Summary of this article
Sebi has introduced new rules to ease the tax burden on appointed nominees for transmission of securities.
Earlier in 2021 and 2022 the appointment of nominees was mandated by Sebi for demat accounts and mutual fund folios.
Comments and suggestions on the draft circular along can be sent by September 02, 2025.
Investing in mutual funds and stocks can contribute greatly to one’s financial stability, and investors often try to extend the stability to their next of kin through the transmission process. The Securities Exchange Board of India has also tried to ease the transmission process for mutual fund units and stocks.
The market regulator has proposed to make the transmission of securities from the nominee to the legal heir simpler. The market regulator has also urged members of the public to send their comments and suggestions on the draft circular along with the rationale for their suggestions by September 02, 2025.

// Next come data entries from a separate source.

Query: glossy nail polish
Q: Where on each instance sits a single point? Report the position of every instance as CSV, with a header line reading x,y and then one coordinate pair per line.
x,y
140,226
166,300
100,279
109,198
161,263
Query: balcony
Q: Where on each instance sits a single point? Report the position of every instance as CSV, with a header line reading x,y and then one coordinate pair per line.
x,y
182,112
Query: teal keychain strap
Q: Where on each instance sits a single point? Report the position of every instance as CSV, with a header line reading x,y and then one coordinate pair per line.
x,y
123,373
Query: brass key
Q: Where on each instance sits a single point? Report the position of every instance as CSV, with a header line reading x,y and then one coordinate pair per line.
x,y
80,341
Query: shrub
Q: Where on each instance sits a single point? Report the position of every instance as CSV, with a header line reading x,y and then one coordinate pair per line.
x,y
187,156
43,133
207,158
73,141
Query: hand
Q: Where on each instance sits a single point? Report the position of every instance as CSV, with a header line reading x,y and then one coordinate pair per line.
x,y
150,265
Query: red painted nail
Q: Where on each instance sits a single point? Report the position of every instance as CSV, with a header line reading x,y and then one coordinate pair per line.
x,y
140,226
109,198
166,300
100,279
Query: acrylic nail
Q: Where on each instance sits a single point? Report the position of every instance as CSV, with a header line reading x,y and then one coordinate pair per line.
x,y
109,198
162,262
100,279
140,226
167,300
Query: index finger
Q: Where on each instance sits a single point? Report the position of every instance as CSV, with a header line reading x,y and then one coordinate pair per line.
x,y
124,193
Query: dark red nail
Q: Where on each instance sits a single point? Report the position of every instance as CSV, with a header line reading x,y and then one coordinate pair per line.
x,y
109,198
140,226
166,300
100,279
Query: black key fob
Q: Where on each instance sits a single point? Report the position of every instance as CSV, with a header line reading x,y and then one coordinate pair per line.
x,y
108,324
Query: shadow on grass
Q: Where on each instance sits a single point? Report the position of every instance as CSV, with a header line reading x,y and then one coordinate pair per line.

Sebi said in the draft circular that it has made efforts to streamline the process for appointing a nominee for the transmission of securities. The nominee acts as a trustee for the securities bought by the original investor and then facilitates the transmission of the securities to the legal heir.
Notably, in 2021 the market regulator made providing ‘choice of nomination’ mandatory for all demat accounts opened after October 01, 2021. A similar system of nomination was also made mandatory for Mutual Fund units from October 01, 2022.
The market watchdog mandated the appointment of a nominee so that the market intermediary is freed of its responsibility once the securities lying with it are transmitted to a nominee in the event the original investor passes away.
The market regulator identified a problem wherein the nominee may get assessed for tax while facilitating the transmission of securities to the legal heir. This happens as such transmissions are not reported properly and may be considered a sale of securities, resulting in capital gains.
The market watchdog stated that the levy of capital gains tax on the nominee is not ‘appropriate’ because the securities ultimately belong to the legal heir and are only transmitted by the nominee.
“Currently, transmission of securities from nominee to legal heir (in case the original security holder has provided nomination details) is not properly reported and may be considered as normal sale of securities and hence capital gain arising out of such transmission may be considered taxable in the hands of the nominee (transferor),” Sebi said.
To solve this problem, Sebi has proposed that a ‘standard reason code’ called “TLH” (Transmission to Legal Heirs) should be used by market intermediaries while reporting the transmission of such securities to the Central Board of Direct Taxes (CBDT), The proposal was made after consultation with several industry stakeholders and a working group comprising Registrars to an Issue and Share Transfer Agents (RTAs).
“Based on the discussions and various interactions, a proposal has been submitted by the working group wherein the reporting entities can use the reason code “TLH” (i.e. Transmission to Legal Heirs), while reporting the transactions related to transmission of securities from nominee to legal heir to the Central Board of Direct Taxes (CBDT),” Sebi said.
The market regulator urged several industry stakeholders such as RTAs, Listed Issuers, Depositories and Depository Participants to take note of the proposed changes and undertake amendments to implement the proposal after three months from the date of issuing the circular.